Figurar lo humano en el Siglo XX

22.07.2009 00:49

DEBATS 79
ESPAIS

Figurar lo humano en el Siglo XX

Por proteiforme que pueda parecer, la representación que los artistas modernos realizan del cuerpo humano no manifiesta, sin embargo, un recubrimiento imperfecto. ¿Qué se entiende por ello? Con la llegada de la modernidad, se representa el cuerpo de mil maneras. Esta multiplicidad de representaciones no entrega, sin embargo, la “imagen-cuerpo” perfecta, aquélla que englobaría las demás, que se prevendría de ser la forma última y suficiente, y que devolvería al cuerpo su verdad. La extraordinaria proliferación de imágenes del cuerpo registrada durante el siglo veinte es, en este sentido, un indicador de crisis, no de conquista. El cada vez mayor número de imágenes del cuerpo, y la cada vez mayor variedad de las mismas, no significan que se pueda ver mejor. Suponen una constatación, más bien, de la inaccesibilidad de la figura corporal.
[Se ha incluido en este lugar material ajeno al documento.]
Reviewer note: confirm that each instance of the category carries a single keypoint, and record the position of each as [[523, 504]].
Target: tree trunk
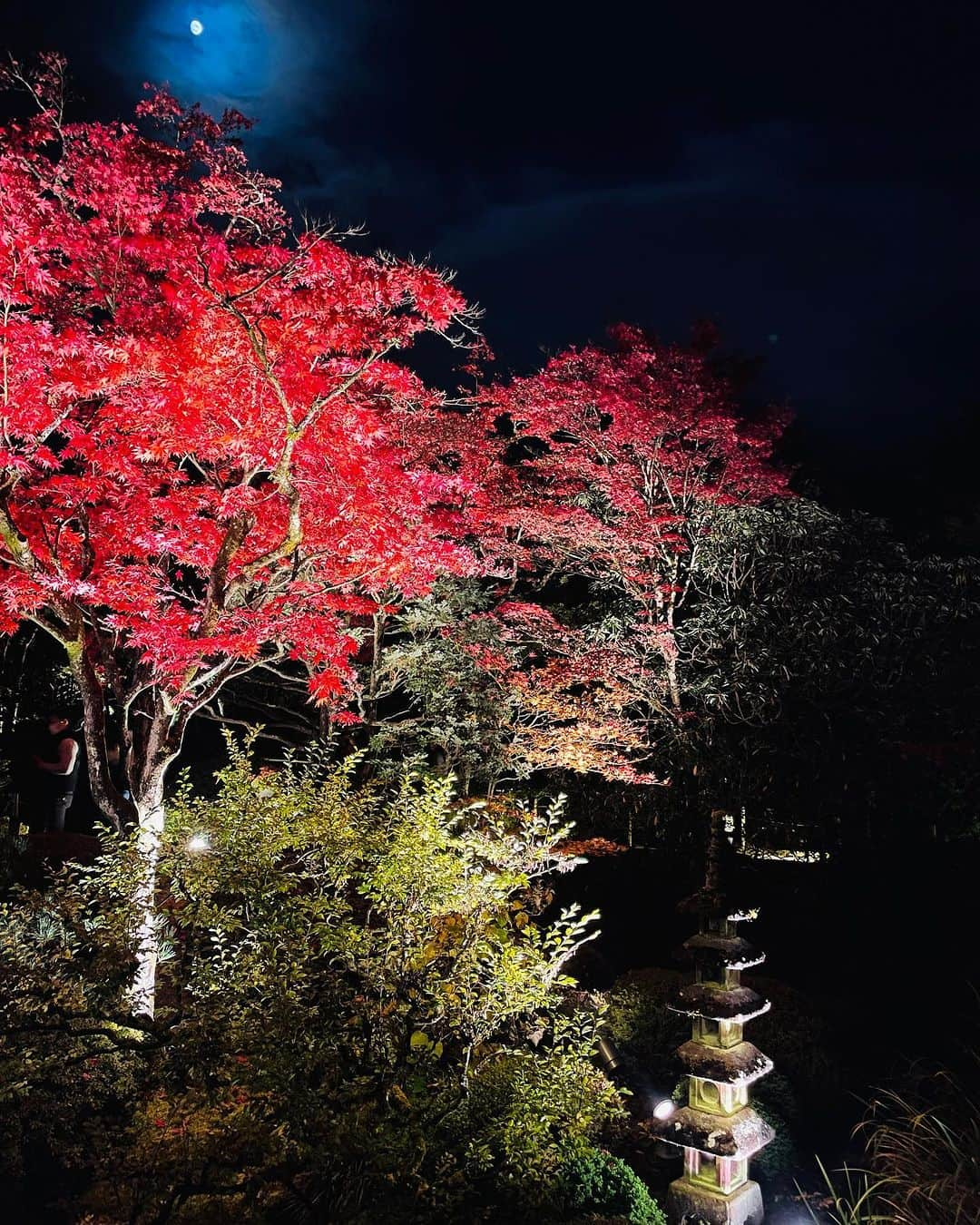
[[151, 818]]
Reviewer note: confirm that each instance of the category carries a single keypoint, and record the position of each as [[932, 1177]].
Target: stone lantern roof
[[737, 1064], [732, 951], [720, 1004], [740, 1136]]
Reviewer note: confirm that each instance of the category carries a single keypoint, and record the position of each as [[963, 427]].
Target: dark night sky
[[804, 174]]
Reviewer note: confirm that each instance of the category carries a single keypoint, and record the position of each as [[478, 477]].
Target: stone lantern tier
[[738, 1064], [732, 952], [740, 1136], [717, 1129], [712, 1001]]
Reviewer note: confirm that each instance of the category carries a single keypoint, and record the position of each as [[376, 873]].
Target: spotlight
[[608, 1055]]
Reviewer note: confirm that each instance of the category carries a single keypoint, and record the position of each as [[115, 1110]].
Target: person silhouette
[[59, 762]]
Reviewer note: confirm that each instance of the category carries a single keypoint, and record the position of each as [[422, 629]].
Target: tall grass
[[925, 1145], [923, 1149], [853, 1198]]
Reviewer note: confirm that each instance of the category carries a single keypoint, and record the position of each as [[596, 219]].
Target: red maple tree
[[200, 468], [605, 467]]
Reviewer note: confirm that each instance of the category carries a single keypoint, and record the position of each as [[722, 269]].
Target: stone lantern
[[718, 1130]]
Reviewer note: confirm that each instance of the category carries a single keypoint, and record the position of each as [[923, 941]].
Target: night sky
[[804, 174]]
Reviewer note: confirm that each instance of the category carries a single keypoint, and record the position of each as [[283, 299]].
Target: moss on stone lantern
[[718, 1130]]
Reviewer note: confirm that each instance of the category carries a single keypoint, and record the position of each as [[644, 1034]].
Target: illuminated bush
[[361, 1014], [601, 1183]]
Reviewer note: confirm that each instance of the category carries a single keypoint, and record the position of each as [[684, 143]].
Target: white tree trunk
[[143, 990]]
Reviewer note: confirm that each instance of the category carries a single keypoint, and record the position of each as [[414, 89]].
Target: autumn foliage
[[213, 462], [200, 456]]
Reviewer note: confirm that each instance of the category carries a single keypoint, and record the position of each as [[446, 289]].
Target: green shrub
[[361, 1015], [597, 1182]]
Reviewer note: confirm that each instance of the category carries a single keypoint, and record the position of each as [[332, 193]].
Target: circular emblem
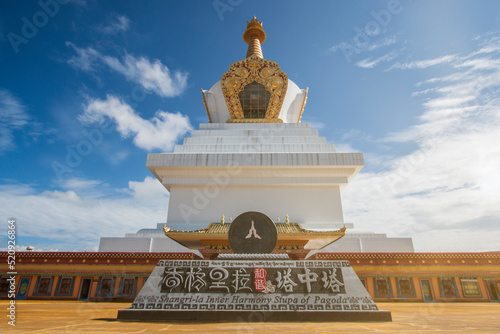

Como dice el artista holandés Stanley Brouwn, interesado en el tratamiento de su cuerpo como patrón de medida, tengo dos casas, mi piel y el universo. Bella fórmula, sin duda, pero que reenvía a un abismo. Abismo de la posición: ¿dónde estoy yo?, preguntaba ya Blaise Pascal. Abismo, también, de la representación: ¿cómo representar este cuerpo que no tiene un locus designado?. Justificar la representación del cuerpo resulta, ciertamente, inútil, máxime cuando determinadas civilizaciones se niegan a ello (las civilizaciones judía o islámica, por razones relacionadas con la prohibición de la idolatría). ¿Qué decir, por tanto, del cuerpo? La vida –escribe Michel Bernard- nos lo impone cotidianamente, ya que es en él y por él que sentimos, que deseamos, actuamos, expresamos y creemos (...) Vivir, en este sentido, no es para ninguno de nosotros sino asumir la condición carnal de un organismo cuyas estructuras, funciones y poderes nos provén acceso al mundo, nos abren a la presencia corporal de los otros Nota 1. La evidencia de “ser” que tiene para nosotros un cuerpo exige, sabido esto, un retorno de la representación corporal. Como enseña el psicoanálisis, el cuerpo es una realidad absolutamente tangible, aunque también dividida. Un objeto, pero también un sujeto. El soporte del yo, pero, también, el de los otros. Una encarnación que, cuando se ofrece como una representación, se halla condenada a la variación. En suma, una substancia no neutra, de difícil comprensión, que los artistas contemporáneos no dominan mejor que cualquier otro.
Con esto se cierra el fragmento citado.